Question

Find the chance of throwing six with a single die at least once in five trials.

Answer 1

Hint: A normal die has six different faces. Determine the probability of getting 6 and not getting 6 in a single trial. Use the formula ${\text{Probability}} = \dfrac{{{\text{No}}{\text{. of favorable outcomes}}}}{{{\text{Total no}}{\text{. of outcomes}}}}$. Then first find the probability of not getting 6 in any of the trials by using the rule of probability of independent events. Finally apply the formula of probability of complement events i.e. $P + \bar P = 1$, to get the answer.
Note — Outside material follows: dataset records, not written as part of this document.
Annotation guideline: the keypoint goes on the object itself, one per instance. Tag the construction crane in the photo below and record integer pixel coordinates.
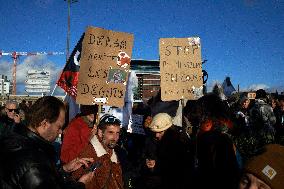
(15, 55)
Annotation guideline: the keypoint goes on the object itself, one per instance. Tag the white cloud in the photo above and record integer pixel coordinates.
(255, 87)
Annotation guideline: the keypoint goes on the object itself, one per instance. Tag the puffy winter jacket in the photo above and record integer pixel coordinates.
(27, 162)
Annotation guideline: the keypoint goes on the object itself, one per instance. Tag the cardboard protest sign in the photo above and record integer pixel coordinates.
(136, 124)
(180, 68)
(104, 67)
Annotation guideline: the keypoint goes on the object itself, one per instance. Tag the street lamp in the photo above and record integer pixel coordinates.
(68, 27)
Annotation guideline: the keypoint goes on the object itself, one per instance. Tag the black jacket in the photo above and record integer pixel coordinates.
(6, 125)
(27, 162)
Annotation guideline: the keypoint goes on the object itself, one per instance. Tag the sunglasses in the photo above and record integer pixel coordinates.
(110, 119)
(10, 110)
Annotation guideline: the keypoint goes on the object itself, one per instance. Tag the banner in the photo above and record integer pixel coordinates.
(180, 68)
(104, 67)
(69, 77)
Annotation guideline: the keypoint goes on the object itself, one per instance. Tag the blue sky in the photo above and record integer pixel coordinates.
(243, 39)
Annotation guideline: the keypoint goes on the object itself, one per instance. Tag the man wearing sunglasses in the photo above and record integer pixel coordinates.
(10, 119)
(101, 149)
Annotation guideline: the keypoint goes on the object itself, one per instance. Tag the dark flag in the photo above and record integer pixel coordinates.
(69, 77)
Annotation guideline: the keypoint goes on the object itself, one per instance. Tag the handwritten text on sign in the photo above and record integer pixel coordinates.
(100, 54)
(180, 68)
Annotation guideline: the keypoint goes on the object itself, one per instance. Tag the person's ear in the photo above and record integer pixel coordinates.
(100, 133)
(44, 124)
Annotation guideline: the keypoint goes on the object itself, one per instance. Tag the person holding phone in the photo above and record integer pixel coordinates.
(10, 118)
(27, 158)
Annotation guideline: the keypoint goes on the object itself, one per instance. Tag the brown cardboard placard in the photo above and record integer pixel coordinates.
(104, 52)
(180, 68)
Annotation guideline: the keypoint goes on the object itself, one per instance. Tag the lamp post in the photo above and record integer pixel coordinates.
(68, 27)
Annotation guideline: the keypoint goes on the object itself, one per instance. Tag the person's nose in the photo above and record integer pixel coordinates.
(253, 186)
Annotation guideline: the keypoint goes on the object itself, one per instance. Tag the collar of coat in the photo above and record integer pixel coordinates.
(100, 150)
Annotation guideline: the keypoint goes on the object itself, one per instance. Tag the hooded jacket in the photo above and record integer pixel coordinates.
(109, 174)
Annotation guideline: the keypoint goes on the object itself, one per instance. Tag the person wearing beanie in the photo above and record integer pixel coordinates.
(166, 157)
(262, 120)
(265, 170)
(78, 132)
(101, 147)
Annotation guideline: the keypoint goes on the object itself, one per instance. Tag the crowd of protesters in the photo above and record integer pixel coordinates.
(230, 143)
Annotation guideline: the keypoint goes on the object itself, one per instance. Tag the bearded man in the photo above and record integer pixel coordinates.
(107, 169)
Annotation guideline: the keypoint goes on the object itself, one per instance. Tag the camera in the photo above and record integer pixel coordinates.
(94, 166)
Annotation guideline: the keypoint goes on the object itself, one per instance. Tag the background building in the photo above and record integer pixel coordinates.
(148, 74)
(5, 85)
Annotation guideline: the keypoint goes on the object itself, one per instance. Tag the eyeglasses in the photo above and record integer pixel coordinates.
(10, 110)
(110, 119)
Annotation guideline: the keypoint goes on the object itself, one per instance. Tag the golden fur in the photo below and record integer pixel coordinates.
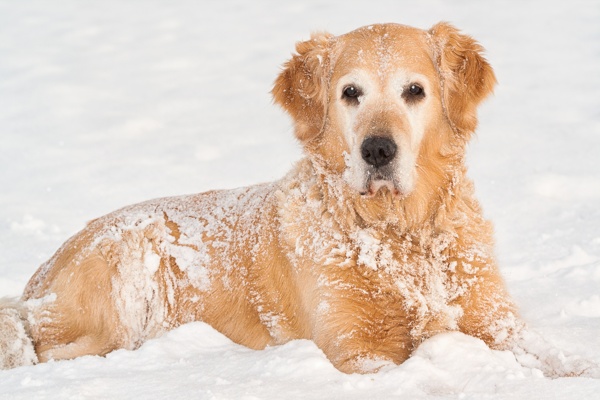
(367, 268)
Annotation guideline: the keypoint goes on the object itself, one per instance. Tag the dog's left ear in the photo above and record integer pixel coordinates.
(467, 78)
(301, 88)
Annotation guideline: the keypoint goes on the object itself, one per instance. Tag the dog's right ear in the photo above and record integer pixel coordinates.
(301, 88)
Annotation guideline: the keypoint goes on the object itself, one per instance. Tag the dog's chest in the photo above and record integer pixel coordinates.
(398, 276)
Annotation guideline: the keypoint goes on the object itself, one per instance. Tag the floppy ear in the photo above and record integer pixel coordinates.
(301, 88)
(467, 78)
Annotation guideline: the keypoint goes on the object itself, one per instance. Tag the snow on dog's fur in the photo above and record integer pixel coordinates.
(371, 244)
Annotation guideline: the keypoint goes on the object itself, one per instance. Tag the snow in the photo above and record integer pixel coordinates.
(110, 103)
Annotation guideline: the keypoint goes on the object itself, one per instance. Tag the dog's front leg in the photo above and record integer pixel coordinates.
(360, 334)
(490, 315)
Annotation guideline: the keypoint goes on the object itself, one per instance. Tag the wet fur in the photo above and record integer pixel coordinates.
(367, 277)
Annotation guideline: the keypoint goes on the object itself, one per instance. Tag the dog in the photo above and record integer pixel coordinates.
(371, 244)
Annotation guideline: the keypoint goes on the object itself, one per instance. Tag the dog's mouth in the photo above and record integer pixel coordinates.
(377, 181)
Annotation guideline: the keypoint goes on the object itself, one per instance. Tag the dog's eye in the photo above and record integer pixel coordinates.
(415, 89)
(351, 93)
(413, 92)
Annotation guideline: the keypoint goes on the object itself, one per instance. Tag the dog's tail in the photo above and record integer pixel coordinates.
(16, 346)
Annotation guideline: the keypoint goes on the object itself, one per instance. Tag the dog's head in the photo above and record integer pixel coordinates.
(374, 105)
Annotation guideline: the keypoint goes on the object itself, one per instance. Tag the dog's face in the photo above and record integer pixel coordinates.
(365, 104)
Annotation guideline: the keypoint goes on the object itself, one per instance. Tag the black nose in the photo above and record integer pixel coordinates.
(378, 151)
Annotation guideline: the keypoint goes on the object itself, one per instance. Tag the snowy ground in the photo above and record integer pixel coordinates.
(108, 103)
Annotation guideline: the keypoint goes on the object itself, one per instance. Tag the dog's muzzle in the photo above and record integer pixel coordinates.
(378, 151)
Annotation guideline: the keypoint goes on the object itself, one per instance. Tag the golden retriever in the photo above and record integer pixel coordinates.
(371, 244)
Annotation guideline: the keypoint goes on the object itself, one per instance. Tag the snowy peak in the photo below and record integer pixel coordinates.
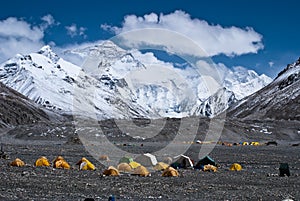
(47, 52)
(112, 61)
(244, 82)
(216, 103)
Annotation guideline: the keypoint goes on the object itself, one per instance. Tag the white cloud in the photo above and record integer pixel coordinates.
(48, 20)
(73, 30)
(15, 28)
(213, 39)
(18, 36)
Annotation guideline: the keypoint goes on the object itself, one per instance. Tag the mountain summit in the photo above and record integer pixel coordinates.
(120, 84)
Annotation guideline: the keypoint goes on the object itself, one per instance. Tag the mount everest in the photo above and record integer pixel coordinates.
(122, 83)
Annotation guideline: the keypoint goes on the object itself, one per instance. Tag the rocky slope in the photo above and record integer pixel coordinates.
(280, 100)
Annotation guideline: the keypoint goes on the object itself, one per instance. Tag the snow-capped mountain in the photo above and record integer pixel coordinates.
(167, 90)
(216, 103)
(244, 82)
(279, 100)
(60, 85)
(118, 83)
(16, 109)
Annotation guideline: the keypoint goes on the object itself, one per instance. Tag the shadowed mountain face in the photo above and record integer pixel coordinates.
(280, 100)
(16, 109)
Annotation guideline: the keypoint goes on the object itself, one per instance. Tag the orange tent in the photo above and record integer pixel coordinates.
(170, 172)
(111, 171)
(85, 164)
(124, 167)
(17, 162)
(141, 171)
(60, 162)
(42, 161)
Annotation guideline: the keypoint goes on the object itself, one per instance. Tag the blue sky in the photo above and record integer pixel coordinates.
(63, 24)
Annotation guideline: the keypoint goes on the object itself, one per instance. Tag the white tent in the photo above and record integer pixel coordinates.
(146, 160)
(182, 161)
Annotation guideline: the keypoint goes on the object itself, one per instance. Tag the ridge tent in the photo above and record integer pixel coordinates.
(124, 167)
(182, 161)
(146, 160)
(134, 164)
(205, 161)
(126, 160)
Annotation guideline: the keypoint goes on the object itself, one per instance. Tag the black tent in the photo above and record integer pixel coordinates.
(204, 161)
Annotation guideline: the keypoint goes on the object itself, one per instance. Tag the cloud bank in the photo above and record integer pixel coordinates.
(213, 39)
(18, 36)
(73, 30)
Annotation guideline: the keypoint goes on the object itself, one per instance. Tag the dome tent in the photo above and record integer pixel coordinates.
(182, 161)
(205, 161)
(147, 160)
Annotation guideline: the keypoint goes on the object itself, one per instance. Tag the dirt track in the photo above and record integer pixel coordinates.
(255, 182)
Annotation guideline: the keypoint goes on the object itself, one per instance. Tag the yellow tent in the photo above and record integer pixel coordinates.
(85, 164)
(255, 143)
(124, 167)
(160, 166)
(17, 162)
(170, 172)
(134, 164)
(60, 162)
(235, 167)
(141, 171)
(208, 168)
(42, 161)
(111, 171)
(104, 158)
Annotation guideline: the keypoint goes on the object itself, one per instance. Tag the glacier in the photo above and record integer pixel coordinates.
(122, 84)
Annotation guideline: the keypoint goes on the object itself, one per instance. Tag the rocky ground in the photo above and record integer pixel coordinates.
(258, 180)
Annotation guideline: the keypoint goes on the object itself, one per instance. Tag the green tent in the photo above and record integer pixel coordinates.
(126, 160)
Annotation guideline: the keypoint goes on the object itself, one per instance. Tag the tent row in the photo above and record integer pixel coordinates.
(137, 166)
(58, 162)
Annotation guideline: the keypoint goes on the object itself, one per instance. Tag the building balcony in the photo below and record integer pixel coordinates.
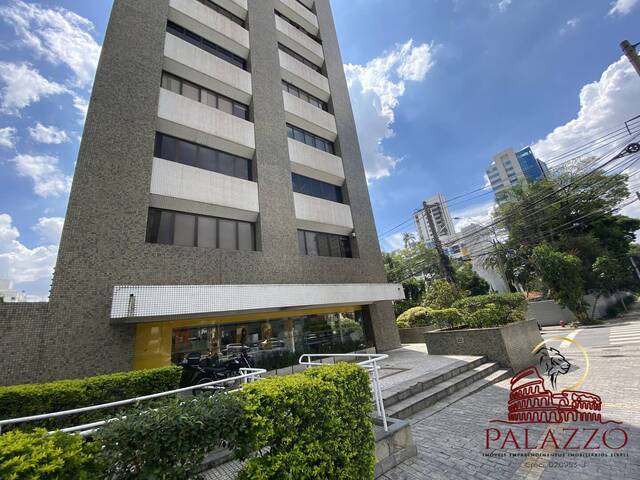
(299, 42)
(314, 163)
(223, 196)
(322, 215)
(309, 118)
(209, 24)
(307, 79)
(207, 70)
(198, 123)
(299, 14)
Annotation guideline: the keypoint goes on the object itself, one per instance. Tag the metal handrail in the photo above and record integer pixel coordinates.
(246, 375)
(370, 364)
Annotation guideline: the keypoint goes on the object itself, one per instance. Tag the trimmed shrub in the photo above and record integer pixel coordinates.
(39, 456)
(171, 441)
(24, 400)
(311, 425)
(414, 317)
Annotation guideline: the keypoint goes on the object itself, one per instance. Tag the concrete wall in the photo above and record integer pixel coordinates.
(103, 241)
(548, 312)
(510, 345)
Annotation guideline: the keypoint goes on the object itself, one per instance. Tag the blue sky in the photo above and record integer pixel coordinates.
(438, 87)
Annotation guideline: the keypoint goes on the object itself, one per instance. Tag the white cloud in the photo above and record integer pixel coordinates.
(478, 214)
(23, 85)
(49, 181)
(20, 263)
(375, 89)
(49, 228)
(604, 106)
(503, 5)
(6, 137)
(56, 34)
(622, 7)
(49, 135)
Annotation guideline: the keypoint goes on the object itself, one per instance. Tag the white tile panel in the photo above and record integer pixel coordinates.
(299, 42)
(175, 180)
(322, 215)
(209, 24)
(314, 163)
(304, 77)
(310, 118)
(200, 123)
(299, 14)
(146, 302)
(205, 69)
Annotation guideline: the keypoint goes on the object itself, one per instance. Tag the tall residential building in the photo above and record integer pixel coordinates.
(443, 223)
(508, 168)
(219, 197)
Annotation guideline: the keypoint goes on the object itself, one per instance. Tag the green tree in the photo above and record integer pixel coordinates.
(562, 275)
(441, 294)
(469, 281)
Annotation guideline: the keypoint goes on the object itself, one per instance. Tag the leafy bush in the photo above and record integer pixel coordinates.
(39, 456)
(171, 441)
(441, 294)
(311, 425)
(25, 400)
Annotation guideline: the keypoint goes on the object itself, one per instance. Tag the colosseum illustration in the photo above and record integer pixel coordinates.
(531, 402)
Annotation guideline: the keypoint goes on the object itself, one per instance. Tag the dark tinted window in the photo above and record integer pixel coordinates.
(323, 244)
(310, 139)
(187, 153)
(185, 229)
(210, 47)
(316, 188)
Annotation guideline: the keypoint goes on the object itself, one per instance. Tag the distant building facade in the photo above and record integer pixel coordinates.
(509, 168)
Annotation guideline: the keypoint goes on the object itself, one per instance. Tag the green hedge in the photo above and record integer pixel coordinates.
(492, 310)
(39, 456)
(24, 400)
(311, 425)
(424, 316)
(171, 441)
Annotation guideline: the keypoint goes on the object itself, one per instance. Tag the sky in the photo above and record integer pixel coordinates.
(438, 87)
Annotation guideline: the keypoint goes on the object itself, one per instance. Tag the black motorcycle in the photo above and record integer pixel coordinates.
(200, 371)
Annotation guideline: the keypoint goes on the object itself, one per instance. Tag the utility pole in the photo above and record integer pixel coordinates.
(631, 53)
(445, 265)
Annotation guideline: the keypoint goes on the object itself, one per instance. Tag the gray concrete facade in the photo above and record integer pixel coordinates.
(103, 241)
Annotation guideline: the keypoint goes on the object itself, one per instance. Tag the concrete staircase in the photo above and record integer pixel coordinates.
(450, 384)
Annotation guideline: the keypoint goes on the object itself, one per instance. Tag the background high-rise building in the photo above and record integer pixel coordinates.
(219, 199)
(509, 168)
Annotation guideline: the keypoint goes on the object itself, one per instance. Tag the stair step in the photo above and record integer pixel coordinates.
(404, 390)
(495, 377)
(428, 397)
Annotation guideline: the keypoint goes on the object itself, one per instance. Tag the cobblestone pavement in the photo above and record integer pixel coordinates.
(451, 438)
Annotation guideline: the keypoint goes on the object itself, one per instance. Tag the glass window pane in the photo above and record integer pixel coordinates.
(301, 244)
(241, 111)
(226, 163)
(323, 245)
(245, 236)
(167, 148)
(191, 91)
(228, 235)
(312, 248)
(209, 98)
(165, 229)
(207, 232)
(241, 169)
(184, 233)
(225, 105)
(187, 153)
(207, 159)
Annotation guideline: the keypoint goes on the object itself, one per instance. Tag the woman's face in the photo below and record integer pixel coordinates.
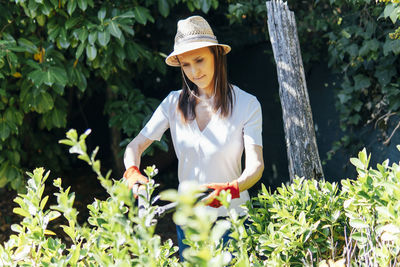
(199, 67)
Complete step-by-step answer:
According to the question, a single die is thrown five times.
We know that a normal die has six different faces and they are 1, 2, 3, 4, 5 and 6. Thus the probability of throwing any one of them in a trial is determined by the probability formula:
$ \Rightarrow {\text{Probability}} = \dfrac{{{\text{No}}{\text{. of favorable outcomes}}}}{{{\text{Total no}}{\text{. of outcomes}}}}$
Here, the number of favorable outcomes is 1 and the total number of outcomes is 6. So we have:$ \Rightarrow {\text{Probability}} = \dfrac{1}{6}{\text{ }}.....{\text{(1)}}$
From the probability formula, we also know that:
$ \Rightarrow $Probability of not getting 6 in a trial = 1 – Probability of getting 6.
From equation (1), we have calculated that the probability of getting 6 in a trial is $\dfrac{1}{6}$. Using this, we’ll get:
$ \Rightarrow $Probability of not getting 6 in a trial $1 - \dfrac{1}{6} = \dfrac{5}{6}$
Now, we have to determine the probability of getting at least one 6 in five trials. Let this probability be $P$.
First we will determine the probability of not getting 6 in any of the trials. This will be denoted by $\bar P$ because it is the complement of getting at least one 6.
Also each trial is independent of the other, so the probabilities of each trial will be multiplied to get the overall probability. Thus we have:
$
   \Rightarrow \bar P = \dfrac{5}{6} \times \dfrac{5}{6} \times \dfrac{5}{6} \times \dfrac{5}{6} \times \dfrac{5}{6} \\
   \Rightarrow \bar P = \dfrac{{3125}}{{7776}}
 $
From the probabilities of complement events, we know that:
$ \Rightarrow P + \bar P = 1$
Putting the value of $\bar P$ from above in this equation, we’ll get:
$
   \Rightarrow P + \dfrac{{3125}}{{7776}} = 1 \\
   \Rightarrow P = 1 - \dfrac{{3125}}{{7776}} \\
   \Rightarrow P = \dfrac{{4651}}{{7776}}
 $

Thus the probability of getting six at least once in five trials is $\dfrac{{4651}}{{7776}}$

Note: If two events $A$ and $B$ with probabilities of their occurrences $P\left( A \right)$ and $P\left( B \right)$, are independent to each other, then the probabilities of occurrence of both of them is given by the formula:
$ \Rightarrow P\left( {A{\text{ and }}B} \right) = P\left( A \right) \times P\left( B \right)$
If the two events are mutually exclusive instead, then the occurrence of any one of them is given by the formula:
$ \Rightarrow P\left( {A{\text{ or }}B} \right) = P\left( A \right) + P\left( B \right)$